Then a synchronous suspend task would possibly guarantee that the task starts, then suspends, unless you manage to have a “counting suspend task”, which just somehow doesn’t seem quite right. I’d likely use the synchronous task suspend. It would be necessary to have a superuser task.
For many processors, there are controls for what counter/timers get disabled by a breakpoint, thus you can often keep the PWM running (but the control loop stops, so you still can have issues),
But the OS doesn’t know how to do this. Note, the OS currently has a processor-specific port layer to handle the processor-specific parts for task switching. The key fact is, how to set a “breakpoint” is inherently processor specific.
Synchronous suspension can be done by a task suspending itself (task handle = NULL). In addition in can set a flag or whatever before to tell that it’s going to be suspended. Another task can check the flag or something else (e.g. wait for a semaphore) and then poll-wait using eTaskGetState of the task going to suspend itself until it really is suspended, do whatever it has to do and suspend the task later on.
Which, to me, is a “your choice” kind of thing. IIRC, the STM32 processors I use do that.
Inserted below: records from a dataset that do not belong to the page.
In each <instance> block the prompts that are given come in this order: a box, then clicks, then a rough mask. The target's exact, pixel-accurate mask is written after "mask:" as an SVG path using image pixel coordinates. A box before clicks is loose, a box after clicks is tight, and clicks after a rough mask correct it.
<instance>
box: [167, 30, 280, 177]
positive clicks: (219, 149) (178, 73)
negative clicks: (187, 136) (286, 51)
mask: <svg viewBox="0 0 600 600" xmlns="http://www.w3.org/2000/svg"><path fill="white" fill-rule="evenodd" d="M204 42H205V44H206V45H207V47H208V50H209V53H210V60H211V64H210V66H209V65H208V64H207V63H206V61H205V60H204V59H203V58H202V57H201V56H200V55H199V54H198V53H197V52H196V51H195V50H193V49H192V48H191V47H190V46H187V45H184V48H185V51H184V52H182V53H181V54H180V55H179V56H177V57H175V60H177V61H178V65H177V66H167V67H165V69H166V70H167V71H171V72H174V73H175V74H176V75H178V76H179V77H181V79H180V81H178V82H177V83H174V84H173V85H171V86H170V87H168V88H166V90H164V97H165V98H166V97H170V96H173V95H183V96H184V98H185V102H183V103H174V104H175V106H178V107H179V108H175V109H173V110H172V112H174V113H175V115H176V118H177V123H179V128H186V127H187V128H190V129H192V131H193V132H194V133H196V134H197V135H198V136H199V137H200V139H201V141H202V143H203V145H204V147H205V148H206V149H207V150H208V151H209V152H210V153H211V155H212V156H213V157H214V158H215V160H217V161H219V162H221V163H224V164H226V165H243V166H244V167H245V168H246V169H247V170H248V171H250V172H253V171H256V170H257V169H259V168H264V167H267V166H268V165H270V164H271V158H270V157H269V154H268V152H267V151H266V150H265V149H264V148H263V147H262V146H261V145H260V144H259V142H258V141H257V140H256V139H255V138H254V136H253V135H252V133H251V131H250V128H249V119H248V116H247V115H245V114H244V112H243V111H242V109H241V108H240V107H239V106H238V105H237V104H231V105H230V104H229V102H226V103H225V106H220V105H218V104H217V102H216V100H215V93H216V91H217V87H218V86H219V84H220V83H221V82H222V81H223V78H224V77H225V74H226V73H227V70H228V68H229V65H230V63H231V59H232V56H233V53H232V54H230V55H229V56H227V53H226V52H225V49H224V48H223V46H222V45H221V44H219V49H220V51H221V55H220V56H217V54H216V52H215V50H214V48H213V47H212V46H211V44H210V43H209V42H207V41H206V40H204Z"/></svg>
I’d still have thrown some hardware at that to prevent dumpster fires.
I do not need a breakpoint for this. This does not need to be processor specific unless you want to integrate suspending and resuming a specific task from the IDE.
In terms of my original design, pause the system queue reading task. Set a breakpoint when the last data packet is received. Enable the queue reading task and use breakpoints on it as needed. Idea is to allow the system queue to have a complete set of packets.
I was thinking of a very high priority superuser task which provides a console input to the system. It could suspend one task, use the breakpoint to inform (or a tag to the superuser task) to enable the task. It could also do stuff depending on how the task interacts with the console. Its not as elegant as simply being able to pause a task, but offers more within the framework of FreeRTOS.
How do you intend to “watch” that packet assembly happen without breakpoints and stepping?
If you just want the task to hold off until a complete set of packets is received, just add a semaphore or task notification before going to the queue reads, and have the queueing task send the notification when all is ready. No need for a special “Debugger” to handle things.
oh, I never did. I wanted it to be graceful.
Turn off one task, and then one breakpoint will do it. Turn on the task, and then the breakpoints there will do it.
Of course, that was one of the workarounds. I wanted something that would work without having to add extra semaphores for debugging. I thought that being able to pause a specific task would be conceptually more elegant.
If I decide to do it a different way (other than working around what I can’t do), I will likely create a superuser task on both nodes, and have them talk to a program running on another machine. Visually lot nicer, easier to deal with, and more elegant. I do not expect an operating system to have this ability, though. The concept might be a useful add-on for people trying to debug two simultaneous instances of a program running so to debug both ends of a communication link. However, it would require a board to board communication to a superuser task, which may require a program running on another computer. I wouldn’t expect something like FreeRTOS (or any other OS) to provide this. Might be nice, though, and could be done at the OS level (no breakpoints needed except for convenience). If you’re interested, we could talk about this. I may do this, it seems attractive and could solve a number of packet/packet communications problems. There isn’t an add-on for FreeRTOS that deals with this, is there?